A few weeks ago, my family decided to watch the movie again for the first time in quite awhile. Since my last watch I had become more critical, more interested in film, and admittedly, more pretentious. So, I was a little nervous about how this movie would hold up. I knew it did not have particularly good critical scores and was not considered the masterpiece I remembered it to be. I didn’t want a cherished movie to be ruined for me.
However, that is not what happened. I was once again captured by the genuine heart of this movie. I can admit that it is cheesy, a little heavy-handed, and rife with product placement, but it has the same undeniable charisma that I remember from childhood.
There is something that hits every time about watching someone open themself up to the world and begin to heal from something they’ve been holding on to. At face value, this movie is silly, but I think that silliness is what makes it so special. In a time in which it seems like movies take themselves so seriously, it’s nice to kick back and watch something that knows its goofy but still has something to say.

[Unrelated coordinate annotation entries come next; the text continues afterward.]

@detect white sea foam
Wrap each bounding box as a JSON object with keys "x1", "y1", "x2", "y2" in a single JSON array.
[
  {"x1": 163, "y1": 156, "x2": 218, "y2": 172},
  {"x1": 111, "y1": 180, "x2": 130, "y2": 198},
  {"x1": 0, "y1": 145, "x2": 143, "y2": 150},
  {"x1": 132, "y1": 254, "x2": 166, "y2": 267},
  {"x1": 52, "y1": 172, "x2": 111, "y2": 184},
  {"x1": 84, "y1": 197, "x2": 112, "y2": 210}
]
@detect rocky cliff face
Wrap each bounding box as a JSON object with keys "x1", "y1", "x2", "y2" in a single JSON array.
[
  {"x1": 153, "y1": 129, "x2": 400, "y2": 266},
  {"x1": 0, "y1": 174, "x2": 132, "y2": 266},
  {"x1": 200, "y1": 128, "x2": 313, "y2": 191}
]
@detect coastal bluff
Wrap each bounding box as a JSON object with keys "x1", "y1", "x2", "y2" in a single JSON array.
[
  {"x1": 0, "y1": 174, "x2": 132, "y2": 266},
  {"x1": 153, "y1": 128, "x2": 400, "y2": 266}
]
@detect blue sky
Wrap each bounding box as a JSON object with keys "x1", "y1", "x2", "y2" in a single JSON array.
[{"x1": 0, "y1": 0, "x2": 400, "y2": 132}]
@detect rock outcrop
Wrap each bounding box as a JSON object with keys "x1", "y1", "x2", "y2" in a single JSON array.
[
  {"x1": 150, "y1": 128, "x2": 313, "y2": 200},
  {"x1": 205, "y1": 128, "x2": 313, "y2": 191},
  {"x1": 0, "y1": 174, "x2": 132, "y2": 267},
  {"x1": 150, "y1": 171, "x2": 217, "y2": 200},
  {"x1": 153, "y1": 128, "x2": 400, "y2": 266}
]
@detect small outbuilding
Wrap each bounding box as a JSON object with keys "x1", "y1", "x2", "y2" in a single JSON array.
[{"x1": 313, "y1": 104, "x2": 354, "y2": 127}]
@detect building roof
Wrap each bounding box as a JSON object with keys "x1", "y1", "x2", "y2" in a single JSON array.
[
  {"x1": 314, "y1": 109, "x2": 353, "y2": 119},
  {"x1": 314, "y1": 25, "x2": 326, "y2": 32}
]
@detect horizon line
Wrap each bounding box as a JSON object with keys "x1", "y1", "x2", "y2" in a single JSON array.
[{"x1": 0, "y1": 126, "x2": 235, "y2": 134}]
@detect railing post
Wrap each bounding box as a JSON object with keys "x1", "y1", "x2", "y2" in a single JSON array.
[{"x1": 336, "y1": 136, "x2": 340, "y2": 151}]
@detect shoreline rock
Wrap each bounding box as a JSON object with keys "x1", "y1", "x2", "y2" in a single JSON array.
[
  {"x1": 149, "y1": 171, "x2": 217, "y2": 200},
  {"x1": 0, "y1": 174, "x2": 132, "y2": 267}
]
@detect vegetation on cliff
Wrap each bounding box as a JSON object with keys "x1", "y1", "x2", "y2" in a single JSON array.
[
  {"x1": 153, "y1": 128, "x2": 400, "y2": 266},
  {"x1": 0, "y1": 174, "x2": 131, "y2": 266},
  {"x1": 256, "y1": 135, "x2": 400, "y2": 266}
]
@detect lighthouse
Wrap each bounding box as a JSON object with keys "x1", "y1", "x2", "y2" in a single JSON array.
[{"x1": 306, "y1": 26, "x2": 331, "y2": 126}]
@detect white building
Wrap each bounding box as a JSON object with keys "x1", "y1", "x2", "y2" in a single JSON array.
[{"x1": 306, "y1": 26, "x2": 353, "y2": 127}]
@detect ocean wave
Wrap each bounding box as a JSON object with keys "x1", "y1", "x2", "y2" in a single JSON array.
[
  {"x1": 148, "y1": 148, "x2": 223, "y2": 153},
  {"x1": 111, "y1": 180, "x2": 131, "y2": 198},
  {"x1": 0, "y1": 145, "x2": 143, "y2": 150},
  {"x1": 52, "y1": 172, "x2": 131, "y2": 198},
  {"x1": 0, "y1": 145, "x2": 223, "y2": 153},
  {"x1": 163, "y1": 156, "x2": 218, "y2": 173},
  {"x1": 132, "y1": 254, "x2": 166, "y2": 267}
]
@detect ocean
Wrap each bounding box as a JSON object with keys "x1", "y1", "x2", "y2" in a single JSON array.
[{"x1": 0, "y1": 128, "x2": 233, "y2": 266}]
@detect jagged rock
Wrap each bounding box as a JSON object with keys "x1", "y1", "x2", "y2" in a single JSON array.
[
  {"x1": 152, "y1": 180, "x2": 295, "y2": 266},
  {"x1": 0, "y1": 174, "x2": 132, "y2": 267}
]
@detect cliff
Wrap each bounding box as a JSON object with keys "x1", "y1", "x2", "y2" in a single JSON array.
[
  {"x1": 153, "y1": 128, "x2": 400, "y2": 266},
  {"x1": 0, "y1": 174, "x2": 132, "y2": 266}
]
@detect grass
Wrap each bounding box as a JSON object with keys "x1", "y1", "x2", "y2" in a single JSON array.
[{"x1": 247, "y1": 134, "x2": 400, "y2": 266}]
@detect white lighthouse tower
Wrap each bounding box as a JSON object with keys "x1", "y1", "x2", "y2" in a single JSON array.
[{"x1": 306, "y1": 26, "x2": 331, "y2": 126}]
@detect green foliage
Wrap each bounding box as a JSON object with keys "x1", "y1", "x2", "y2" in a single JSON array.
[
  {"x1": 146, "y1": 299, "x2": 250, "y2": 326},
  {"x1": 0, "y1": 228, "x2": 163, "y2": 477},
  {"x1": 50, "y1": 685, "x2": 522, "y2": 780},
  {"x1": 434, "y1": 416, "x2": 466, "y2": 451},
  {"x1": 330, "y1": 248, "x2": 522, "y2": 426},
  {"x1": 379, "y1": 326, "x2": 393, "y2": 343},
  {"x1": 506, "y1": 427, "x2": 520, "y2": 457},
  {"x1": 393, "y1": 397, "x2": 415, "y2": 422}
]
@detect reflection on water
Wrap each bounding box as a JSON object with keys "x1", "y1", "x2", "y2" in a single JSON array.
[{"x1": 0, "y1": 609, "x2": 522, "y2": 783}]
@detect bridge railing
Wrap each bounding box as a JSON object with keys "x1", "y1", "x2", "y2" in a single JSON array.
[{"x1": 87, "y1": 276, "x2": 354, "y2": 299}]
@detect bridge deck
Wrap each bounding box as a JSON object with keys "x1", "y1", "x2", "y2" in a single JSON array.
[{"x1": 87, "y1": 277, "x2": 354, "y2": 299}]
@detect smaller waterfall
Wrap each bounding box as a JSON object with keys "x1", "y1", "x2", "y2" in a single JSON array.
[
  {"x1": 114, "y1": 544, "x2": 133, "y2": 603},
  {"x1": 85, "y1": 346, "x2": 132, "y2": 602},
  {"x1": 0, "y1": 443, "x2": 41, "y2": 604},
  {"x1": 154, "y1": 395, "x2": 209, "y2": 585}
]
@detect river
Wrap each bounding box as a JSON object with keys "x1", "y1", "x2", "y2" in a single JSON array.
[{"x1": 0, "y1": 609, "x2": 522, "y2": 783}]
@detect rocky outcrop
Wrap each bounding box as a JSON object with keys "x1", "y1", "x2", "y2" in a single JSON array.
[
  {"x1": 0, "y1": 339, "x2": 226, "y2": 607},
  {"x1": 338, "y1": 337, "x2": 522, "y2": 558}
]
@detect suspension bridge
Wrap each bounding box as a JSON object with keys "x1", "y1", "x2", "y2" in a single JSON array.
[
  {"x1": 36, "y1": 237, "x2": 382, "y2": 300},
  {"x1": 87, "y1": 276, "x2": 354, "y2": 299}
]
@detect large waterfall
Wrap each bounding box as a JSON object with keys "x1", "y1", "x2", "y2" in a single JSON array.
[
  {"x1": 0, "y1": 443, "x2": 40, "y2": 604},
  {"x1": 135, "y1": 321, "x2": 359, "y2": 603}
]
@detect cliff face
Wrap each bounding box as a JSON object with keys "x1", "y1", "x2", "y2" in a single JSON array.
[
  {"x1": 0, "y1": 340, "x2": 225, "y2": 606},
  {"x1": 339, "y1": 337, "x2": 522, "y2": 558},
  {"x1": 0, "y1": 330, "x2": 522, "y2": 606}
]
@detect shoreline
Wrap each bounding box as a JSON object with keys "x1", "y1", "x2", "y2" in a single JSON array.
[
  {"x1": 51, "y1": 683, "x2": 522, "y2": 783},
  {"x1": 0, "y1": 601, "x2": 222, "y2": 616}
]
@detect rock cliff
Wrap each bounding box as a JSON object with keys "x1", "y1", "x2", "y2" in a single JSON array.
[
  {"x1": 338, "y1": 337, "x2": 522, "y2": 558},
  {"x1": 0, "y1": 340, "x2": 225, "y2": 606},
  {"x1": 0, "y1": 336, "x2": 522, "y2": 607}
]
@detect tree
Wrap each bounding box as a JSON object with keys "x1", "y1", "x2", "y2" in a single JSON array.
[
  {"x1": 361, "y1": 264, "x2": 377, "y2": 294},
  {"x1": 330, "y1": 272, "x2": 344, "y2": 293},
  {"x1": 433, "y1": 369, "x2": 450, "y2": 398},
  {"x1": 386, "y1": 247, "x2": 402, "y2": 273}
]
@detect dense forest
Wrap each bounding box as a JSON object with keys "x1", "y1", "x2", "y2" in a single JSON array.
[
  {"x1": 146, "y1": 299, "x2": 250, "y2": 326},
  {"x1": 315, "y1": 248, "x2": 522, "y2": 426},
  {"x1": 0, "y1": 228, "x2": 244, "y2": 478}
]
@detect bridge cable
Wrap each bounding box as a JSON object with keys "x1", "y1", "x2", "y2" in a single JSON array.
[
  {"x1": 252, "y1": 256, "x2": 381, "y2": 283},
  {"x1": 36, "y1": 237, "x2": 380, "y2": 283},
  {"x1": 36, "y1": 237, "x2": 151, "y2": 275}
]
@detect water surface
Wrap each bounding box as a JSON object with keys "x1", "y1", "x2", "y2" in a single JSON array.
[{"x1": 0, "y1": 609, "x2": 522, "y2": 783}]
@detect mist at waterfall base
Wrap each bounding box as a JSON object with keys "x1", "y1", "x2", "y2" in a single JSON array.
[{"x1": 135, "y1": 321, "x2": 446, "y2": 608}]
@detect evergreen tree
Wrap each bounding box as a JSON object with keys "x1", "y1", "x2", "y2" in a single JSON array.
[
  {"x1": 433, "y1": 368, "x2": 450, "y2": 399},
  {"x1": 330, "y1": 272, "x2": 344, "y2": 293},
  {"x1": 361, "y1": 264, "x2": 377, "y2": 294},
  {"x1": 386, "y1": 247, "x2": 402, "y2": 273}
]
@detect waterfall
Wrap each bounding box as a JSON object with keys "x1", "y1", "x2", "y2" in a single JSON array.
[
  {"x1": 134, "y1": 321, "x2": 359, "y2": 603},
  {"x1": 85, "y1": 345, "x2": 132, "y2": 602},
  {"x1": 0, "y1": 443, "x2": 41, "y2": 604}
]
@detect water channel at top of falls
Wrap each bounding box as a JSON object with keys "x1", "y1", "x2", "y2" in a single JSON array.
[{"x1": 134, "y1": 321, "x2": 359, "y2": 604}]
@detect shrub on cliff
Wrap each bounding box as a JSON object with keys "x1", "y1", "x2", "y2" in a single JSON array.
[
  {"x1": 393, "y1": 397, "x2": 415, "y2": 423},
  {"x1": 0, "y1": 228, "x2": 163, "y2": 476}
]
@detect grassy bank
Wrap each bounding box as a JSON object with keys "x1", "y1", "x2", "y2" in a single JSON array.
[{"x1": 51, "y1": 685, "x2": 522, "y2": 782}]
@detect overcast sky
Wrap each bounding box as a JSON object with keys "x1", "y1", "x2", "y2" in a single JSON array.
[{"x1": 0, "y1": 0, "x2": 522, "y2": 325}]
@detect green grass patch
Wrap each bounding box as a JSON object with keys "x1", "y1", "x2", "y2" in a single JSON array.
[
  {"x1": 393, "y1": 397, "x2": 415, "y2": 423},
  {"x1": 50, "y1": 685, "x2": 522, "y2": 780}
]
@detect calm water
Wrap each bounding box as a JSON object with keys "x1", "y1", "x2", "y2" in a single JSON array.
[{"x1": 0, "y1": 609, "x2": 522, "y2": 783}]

I tend to be too serious and get caught up in the larger meanings of things. “The Secret Life of Walter Mitty” tells you exactly what it is without overcomplicating anything. It’s a movie for any season of life or any mood. It has moments of humor, sadness, hope, and joy. It has compassion for all of its characters and lets you love them.
At the end of the day, it might not be a masterpiece. However, in the age of irony, it has something that seems increasingly harder to come by — earnestness.
That quality will keep me and many others coming back time after time, no matter what critics say. I will always visit “The Secret Life of Walter Mitty” as a time capsule of my unpretentious childhood self, filled with awe and hope, believing in the good inside everyone.